Saturday, 1 June 2019

Shudder Saturday: The Nightshifter (2018)

A horror movie with a solid thriller idea at heart, this is an impressive piece of work from director Dennison Ramalho, who has been honing his craft over the past couple of decades with a selection of shorts (as well as his work as a writer on Embodiment Of Evil, the last full feature to be based completely around the character of Coffin Joe).

Daniel de Oliveira plays Stênio, a nightshift morgue worker who has a gift for speaking with the dead. Not in any standard way, there's no ouija board used here. They just start speaking to him. This leads to him learning a lot of secrets. When he decides to get revenge on the man who is having an affair with his wife, Stênio trades one of those secrets, subsequently cursing himself and those closest to him. Because secrets being taken to the grave aren't supposed to be shared around.

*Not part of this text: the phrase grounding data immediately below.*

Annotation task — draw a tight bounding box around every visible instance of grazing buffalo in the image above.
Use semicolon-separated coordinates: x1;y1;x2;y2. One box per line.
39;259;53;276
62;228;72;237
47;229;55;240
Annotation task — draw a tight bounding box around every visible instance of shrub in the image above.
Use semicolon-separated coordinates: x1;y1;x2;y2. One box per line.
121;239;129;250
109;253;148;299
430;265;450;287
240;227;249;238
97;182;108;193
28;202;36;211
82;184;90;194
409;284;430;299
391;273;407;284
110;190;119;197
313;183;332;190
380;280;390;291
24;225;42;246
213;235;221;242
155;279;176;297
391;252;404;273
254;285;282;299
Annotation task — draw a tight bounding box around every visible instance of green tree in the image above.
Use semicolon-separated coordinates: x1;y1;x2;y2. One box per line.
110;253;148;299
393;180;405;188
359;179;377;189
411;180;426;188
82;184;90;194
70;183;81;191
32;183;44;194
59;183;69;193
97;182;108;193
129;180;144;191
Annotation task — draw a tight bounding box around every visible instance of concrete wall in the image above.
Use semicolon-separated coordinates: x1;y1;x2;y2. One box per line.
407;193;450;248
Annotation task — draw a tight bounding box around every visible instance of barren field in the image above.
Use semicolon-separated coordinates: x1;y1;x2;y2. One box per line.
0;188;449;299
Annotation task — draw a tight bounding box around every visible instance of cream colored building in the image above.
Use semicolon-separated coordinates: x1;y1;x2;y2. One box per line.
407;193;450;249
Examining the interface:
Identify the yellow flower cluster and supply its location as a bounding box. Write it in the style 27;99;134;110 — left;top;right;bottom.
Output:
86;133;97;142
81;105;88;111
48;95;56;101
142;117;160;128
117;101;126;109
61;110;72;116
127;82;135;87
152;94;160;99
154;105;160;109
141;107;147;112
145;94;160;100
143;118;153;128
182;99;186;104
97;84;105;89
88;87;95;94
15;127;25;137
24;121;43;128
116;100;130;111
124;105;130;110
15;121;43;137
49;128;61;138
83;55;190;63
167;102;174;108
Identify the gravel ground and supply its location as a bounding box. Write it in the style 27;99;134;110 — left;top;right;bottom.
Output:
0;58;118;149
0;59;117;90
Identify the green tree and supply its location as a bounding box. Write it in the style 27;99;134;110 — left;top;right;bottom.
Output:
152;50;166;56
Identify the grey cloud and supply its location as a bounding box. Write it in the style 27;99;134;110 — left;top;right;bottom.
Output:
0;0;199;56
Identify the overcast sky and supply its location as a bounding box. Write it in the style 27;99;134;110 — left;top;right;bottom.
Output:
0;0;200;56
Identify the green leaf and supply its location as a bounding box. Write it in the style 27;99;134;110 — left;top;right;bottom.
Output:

Starting off with the kind of visceral sights you would expect to see in a morgue, and also taking no time at all to show the unique gift that Stênio has, The Nightshifter quickly shows that it is taking viewers through territory that is outright horror. That's a good way to present the material, front-loading with the gore and the supernatural core, because once events begin to unfold it becomes easier to view this as an impressive noir, albeit one wearing a blood-spattered overcoat.

Ramalho manages to distract you further from this realisation, thanks to his skilful direction and his work co-writing the script with Cláudia Jouvin (adapting a novel by Marco de Castro). That's not to say that he skimps on any solid scares, or further helpings of gore. You get both throughout the movie, it's just that they're more sparingly used than they could have been, and the film is all the better for it. The focus is on one man, the one bad decision he makes and the repercussions of that. You know . . . much like a lot of other noirs.

De Oliveira is very good in the lead role, believable even when surrounded by corpses that are much more talkative than usual. He also perfectly portrays the growing desperation of a man becoming more boxed in by a growing threat, always trying to protect his loved ones ahead of anyone else. Fabiula Nascimento is equally good in a very different role. She plays Odete, the unfaithful wife, and gets to deliver a number of succinctly menacing lines of dialogue. The other main cast member to mention is Bianca Comparato, doing well in the role of a young woman who ends up unwittingly singled out as a suitable sacrifice to end the curse.

A very impressive first feature from Ramalho, this is a highly entertaining blend of standard scares, some more offbeat moments, and the failings of human nature. I recommend it to both horror fans and those who don't mind their thrillers with a bit more blood 'n' guts than most.

8/10

The Nightshifter is currently available on Shudder.